Once I had the operating system reinstalled and verified that a reboot worked, I figured I was at a clean starting point. Since I want to make my life hard, I thought it would be fun to preserve Mac OS X on this machine and dual boot.  To make that happen, I need to shrink the partition and create a new one in the free space created. Unfortunately I could not get that to work to save my life – it always would try to boot the Boot Camp partition as bios and not as EFI which, on my laptop would hang trying to configure a mystery second processor (cpu1) in the system.

Given that, I decided to make my life simple and go back to a single-boot system (which I really wanted anyhow).  I leveraged the howto was written by Jasper Lievisse Adriaanse to get the EFI bits on the disk.  I’ll detail it step by step here.

First, I created a thumb drive with the latest install58.fs snapshot on it from my favorite Canadian mirror.  I then rebooted the laptop with the “Option” key held down and picked the “EFI Boot” partition off of the thumb drive.  You’ll be astonished how small the text is so break out those reading glasses if you are over 40 like me!

Once I hit the first prompt from the installer, I jumped to the shell and ran this:

# fdisk -i -b 960 sd0
Do you wish to write new MBR and partition table? [n] y

Now I like to run an encrypted boot drive, so from my favorite tutorial from the site, I did the following:

# disklabel -E sd0
> a b
offset: [1024]
size: [xxxxx] 32g
FS type: [swap]
> a a
offset: [xxxxx]
size: [xxxxx] *
FS type: [4.2BSD] RAID
> w
> q
# bioctl -c C -l /dev/sd0a softraid0

Make sure you pick a good passphrase that you can remember but would be hard to guess or brute force.  Make a note of what your CRYPTO volume is attached as.  In my case that is sd2 – this is the “drive” I will be installing to.

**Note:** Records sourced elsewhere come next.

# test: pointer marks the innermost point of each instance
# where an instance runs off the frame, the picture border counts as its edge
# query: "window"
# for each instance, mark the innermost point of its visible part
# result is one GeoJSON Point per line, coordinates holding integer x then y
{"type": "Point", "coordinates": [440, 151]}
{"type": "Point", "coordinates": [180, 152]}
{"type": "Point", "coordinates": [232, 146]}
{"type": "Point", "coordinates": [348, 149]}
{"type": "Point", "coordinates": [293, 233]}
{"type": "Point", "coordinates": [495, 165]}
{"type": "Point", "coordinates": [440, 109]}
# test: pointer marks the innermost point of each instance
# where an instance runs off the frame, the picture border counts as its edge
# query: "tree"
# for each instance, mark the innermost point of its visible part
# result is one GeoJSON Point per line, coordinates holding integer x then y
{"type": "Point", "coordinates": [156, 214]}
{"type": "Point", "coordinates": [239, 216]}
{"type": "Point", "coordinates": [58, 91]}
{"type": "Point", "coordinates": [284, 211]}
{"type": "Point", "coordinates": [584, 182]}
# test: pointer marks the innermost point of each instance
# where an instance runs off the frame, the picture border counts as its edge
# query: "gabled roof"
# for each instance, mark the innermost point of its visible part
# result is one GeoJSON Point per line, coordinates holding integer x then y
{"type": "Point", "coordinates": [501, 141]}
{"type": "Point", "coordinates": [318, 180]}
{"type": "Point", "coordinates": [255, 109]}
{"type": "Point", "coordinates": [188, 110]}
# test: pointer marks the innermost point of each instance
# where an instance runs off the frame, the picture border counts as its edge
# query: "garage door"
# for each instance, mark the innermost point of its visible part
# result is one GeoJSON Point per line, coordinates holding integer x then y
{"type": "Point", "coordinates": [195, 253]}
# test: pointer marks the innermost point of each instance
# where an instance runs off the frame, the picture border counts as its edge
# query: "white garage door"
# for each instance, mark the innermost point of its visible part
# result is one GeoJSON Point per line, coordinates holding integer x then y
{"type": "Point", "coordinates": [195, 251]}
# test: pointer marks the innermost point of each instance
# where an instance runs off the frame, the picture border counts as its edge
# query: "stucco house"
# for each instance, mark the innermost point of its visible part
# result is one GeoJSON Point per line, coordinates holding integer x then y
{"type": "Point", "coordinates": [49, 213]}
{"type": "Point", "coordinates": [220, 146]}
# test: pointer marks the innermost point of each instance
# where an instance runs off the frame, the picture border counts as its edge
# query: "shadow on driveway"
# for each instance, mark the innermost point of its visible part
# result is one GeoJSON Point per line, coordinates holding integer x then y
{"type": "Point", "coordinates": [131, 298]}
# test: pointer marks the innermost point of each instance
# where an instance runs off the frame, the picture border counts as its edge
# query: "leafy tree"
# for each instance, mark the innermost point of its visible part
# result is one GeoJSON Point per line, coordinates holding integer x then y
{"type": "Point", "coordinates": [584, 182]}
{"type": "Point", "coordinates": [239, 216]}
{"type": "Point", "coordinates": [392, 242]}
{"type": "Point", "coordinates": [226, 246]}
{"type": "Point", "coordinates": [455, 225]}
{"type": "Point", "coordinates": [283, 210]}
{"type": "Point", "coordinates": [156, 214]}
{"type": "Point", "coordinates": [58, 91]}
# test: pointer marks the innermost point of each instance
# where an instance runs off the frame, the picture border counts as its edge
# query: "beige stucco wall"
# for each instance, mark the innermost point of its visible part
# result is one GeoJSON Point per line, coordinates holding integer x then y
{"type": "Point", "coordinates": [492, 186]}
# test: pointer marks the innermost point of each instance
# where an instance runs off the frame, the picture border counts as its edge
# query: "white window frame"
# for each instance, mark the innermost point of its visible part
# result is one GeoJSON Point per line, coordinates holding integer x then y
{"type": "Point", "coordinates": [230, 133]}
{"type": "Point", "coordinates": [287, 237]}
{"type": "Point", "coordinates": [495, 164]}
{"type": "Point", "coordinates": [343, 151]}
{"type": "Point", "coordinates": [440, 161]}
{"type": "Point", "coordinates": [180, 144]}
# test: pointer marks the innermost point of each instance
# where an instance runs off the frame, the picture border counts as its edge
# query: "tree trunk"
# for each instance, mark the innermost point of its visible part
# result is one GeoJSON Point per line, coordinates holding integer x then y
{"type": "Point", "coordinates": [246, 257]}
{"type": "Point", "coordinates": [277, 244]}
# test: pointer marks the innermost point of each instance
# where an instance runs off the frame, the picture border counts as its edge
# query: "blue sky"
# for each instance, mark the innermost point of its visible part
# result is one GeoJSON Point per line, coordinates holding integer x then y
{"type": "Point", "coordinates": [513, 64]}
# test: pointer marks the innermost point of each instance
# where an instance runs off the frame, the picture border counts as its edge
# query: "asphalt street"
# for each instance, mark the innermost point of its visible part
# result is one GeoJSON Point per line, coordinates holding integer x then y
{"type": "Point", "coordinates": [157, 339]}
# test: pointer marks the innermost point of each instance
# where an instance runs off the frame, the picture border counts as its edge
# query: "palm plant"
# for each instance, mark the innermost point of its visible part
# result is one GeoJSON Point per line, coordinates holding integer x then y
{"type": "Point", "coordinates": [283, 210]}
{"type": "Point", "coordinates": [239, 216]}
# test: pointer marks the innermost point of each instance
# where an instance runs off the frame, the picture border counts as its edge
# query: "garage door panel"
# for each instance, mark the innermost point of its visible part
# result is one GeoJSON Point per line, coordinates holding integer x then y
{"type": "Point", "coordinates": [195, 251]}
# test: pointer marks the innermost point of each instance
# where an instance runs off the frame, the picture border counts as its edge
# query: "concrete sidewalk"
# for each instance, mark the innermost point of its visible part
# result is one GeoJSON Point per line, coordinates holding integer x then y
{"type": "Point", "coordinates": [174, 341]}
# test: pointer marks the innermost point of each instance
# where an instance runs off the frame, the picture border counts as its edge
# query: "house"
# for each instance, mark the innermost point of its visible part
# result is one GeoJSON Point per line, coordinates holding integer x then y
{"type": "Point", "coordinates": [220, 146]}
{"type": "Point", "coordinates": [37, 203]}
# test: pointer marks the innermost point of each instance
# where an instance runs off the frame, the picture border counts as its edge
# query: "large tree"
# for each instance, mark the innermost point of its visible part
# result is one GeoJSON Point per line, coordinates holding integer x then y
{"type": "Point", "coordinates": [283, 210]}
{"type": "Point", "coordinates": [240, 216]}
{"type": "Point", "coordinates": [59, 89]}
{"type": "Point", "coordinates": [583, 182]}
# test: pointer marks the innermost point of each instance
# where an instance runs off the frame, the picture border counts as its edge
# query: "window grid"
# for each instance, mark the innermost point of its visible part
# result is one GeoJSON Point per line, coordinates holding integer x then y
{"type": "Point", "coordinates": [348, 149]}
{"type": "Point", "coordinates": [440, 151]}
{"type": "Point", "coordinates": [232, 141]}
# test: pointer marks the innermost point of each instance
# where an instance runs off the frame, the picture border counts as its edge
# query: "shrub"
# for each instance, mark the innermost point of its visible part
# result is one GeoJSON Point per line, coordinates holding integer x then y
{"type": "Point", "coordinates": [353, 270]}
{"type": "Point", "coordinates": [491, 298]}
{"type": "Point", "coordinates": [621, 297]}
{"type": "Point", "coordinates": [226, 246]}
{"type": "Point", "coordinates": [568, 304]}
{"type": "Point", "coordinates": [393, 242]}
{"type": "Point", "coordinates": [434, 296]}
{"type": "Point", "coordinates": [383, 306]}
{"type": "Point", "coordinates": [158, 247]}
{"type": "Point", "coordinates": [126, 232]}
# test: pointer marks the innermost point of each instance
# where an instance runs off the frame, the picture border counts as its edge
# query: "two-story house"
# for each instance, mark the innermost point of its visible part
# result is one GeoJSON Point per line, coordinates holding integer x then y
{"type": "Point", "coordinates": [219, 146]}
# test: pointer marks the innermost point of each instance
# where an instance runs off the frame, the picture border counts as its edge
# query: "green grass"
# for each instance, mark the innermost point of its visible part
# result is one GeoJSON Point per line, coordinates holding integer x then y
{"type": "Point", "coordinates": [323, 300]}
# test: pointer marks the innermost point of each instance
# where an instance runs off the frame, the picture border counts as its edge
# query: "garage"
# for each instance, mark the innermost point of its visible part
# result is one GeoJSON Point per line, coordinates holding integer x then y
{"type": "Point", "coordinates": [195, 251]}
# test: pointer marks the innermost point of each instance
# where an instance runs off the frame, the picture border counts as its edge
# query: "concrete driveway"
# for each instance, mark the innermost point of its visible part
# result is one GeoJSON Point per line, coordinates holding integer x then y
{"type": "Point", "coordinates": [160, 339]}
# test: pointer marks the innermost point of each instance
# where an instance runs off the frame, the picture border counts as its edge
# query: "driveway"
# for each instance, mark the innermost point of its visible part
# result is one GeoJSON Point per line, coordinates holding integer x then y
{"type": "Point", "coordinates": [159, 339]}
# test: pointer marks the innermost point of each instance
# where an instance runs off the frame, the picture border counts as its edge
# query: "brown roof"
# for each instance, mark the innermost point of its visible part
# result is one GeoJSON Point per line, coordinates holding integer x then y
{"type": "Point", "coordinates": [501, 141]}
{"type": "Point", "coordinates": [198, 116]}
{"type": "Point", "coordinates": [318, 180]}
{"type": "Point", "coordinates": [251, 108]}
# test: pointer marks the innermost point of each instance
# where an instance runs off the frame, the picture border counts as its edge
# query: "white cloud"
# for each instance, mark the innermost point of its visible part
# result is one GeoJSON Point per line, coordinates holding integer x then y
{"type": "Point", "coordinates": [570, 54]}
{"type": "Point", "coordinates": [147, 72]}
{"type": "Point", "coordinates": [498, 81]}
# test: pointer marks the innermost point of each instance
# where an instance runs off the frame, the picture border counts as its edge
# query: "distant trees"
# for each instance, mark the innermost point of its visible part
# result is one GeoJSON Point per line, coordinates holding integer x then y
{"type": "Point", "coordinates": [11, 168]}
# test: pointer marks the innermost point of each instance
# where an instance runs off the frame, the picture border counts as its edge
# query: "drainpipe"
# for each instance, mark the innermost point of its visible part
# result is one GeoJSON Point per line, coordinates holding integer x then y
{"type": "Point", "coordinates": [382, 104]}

Now, run the “install” script and install as you normally would.  Make sure you install to the crypto drive that you just created.  I normally put 100g in place for just /usr (I don’t break it down) so I can install source and ports and have room to build and then use the remainder of the drive for /home.

Once the install has finished DO NOT REBOOT YET because there is some additional work to do from the EFI tutorial I referenced above.

# /mnt/sbin/newfs_msdos sd0i
# mount /dev/sd0i /mnt2
# mkdir -p /mnt2/efi/boot
# cp /mnt/usr/mdec/BOOTX64.EFI /mnt2/efi/boot

Now you should be free and clear to reboot the laptop.  If all goes well, you should be presented with the passphrase prompt to decrypt your boot partition. Be patient, it took nearly 30 seconds for it to come up on my system.  Reminds me of when you don’t have a default boot volume selected on OS X.  Oh well, a mystery for another day.

After the reboot and logging in as my root user, I modified /etc/fstab to add “,softdep,noatime” to all of my read/write partitions and also a line for /dev/sd0b as my swap partition.

Now that I have this done, since there isn’t a functional WiFi device (yet) on this platform, I plugged in my handy-dandy little ASUS USB-N10 USB adapter, installed the firmware from (it’s the rsu one) into the /etc/firmware directory using a thu, rebooted and configured my network:

# ifconfig rsu0 nwid MYNETWORK wpakey MYKEY
# ifconfig rsu0 up
# dhclient rsu0

Now I need to add my PKG_PATH to be able to install binary packages.  I added the following to my .profile file:

export PKG_PATH=`machine -a`/

After logging out and back in, I then installed my desktop of choice, Gnome as follows based on this post:

# pkg_add gnome
# echo 'multicast_host=YES' >> /etc/rc.conf.local
# echo 'pkg_scripts="messagebus avahi_daemon gdm" >> /etc/rc.conf.local

A quick reboot then shows me I can log into Gnome.  What’s astonishing is that the HiDPI stuff in Gnome seems to be working perfectly out of the box!